In women with hormone-related conditions, risk factors for both 0.66 mmol/L and 0.8 mmol/L cut-offs included age and BMI, all studied symptoms of magnesium deficiency, and a large number of previous gynecological conditions and general comorbidities. Our analysis found significant associations between the risk of low magnesium and various general comorbidities, including immune system-related conditions (infections, asthma, allergies) and with general stress (various laboratory and hormone values) in women with hormone-related conditions. These observations support previous reports linking immune dysfunction and general stress to magnesium deficiency [30, 31]. The large number of risk factors associated with hypomagnesemia in this study confirms the status of magnesium as one of the essential elements in health and supports further clinical research investigating the role of magnesium in various neurological, gastrointestinal and cardiovascular conditions.

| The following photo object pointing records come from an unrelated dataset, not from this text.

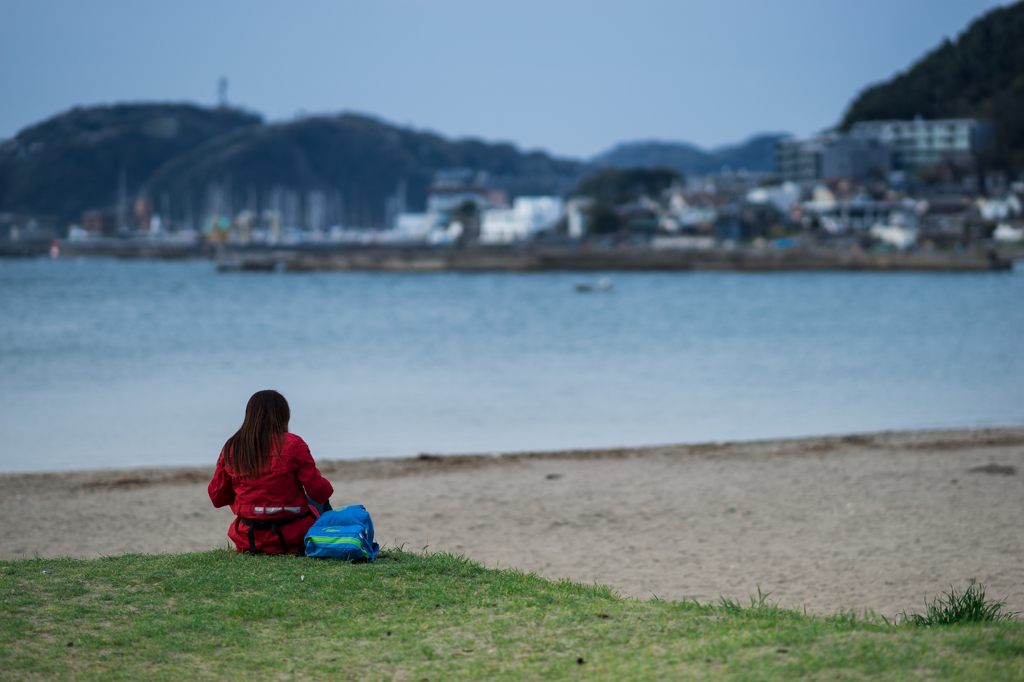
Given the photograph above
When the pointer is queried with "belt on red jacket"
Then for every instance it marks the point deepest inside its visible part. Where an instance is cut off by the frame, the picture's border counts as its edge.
(274, 524)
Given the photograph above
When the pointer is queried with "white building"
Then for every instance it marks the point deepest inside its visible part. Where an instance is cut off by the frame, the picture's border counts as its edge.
(527, 216)
(921, 143)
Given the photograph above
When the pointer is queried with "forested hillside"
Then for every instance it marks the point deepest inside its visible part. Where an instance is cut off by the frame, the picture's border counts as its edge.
(180, 156)
(756, 155)
(979, 75)
(355, 161)
(73, 162)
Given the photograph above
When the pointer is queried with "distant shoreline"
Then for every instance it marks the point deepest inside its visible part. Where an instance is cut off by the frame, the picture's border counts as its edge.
(421, 258)
(429, 463)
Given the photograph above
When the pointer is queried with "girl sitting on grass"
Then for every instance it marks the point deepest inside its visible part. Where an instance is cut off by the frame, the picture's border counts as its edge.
(269, 479)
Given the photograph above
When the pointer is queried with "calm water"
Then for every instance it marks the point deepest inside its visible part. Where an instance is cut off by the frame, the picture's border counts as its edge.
(118, 364)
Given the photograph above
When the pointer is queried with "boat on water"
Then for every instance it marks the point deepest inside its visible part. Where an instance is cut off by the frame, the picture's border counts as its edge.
(604, 284)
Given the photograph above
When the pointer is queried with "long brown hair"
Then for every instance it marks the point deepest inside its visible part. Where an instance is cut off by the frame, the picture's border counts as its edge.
(247, 453)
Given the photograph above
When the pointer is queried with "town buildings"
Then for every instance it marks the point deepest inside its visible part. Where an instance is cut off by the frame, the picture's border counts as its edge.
(875, 148)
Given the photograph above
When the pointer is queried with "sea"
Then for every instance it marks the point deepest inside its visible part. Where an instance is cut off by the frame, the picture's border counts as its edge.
(137, 363)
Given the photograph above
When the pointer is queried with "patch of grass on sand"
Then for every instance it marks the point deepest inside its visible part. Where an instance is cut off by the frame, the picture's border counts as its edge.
(223, 615)
(967, 606)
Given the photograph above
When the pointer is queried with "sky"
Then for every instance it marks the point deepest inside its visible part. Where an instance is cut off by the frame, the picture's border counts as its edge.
(570, 77)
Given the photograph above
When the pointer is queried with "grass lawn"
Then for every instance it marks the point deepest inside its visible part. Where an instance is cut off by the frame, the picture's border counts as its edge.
(223, 615)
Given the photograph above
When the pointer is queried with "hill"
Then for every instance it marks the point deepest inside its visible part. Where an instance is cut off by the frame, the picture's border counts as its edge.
(73, 162)
(979, 75)
(755, 155)
(356, 163)
(186, 158)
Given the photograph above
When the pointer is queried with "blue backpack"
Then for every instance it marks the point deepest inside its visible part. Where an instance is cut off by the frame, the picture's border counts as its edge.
(343, 534)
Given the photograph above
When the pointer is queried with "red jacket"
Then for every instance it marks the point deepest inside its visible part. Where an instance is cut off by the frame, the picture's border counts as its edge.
(280, 493)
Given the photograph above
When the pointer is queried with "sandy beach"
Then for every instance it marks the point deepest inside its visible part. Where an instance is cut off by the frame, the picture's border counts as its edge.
(869, 521)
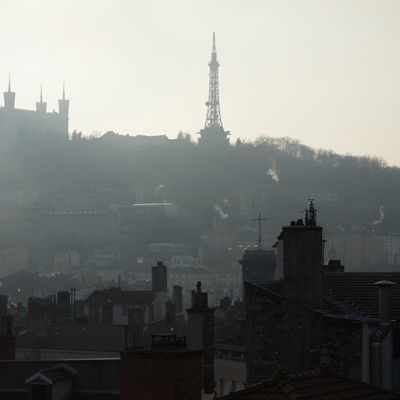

This study has several limitations. The observational studies MAGIC and MAGIC2 collected data on pregnant women with suspected magnesium deficiency, and it is not possible to generalize these results to the overall population. However, the study generated an important insight into hypomagnesemia in a larger cohort of women with hormone-related conditions (MAGYN and MAGYN2). Because of the retrospective observational design of this study, no causal links can be established between magnesium deficiency and associated conditions.
Nonetheless, this is one of the largest and representative analyses of magnesium deficiency in pregnant women and women with hormone-related conditions. The study provided an estimate of the prevalence of hypomagnesemia in these cohorts and identified multiple risk factors and associated comorbidities, providing unique insights into the epidemiology of magnesium deficiency in the Russian Federation.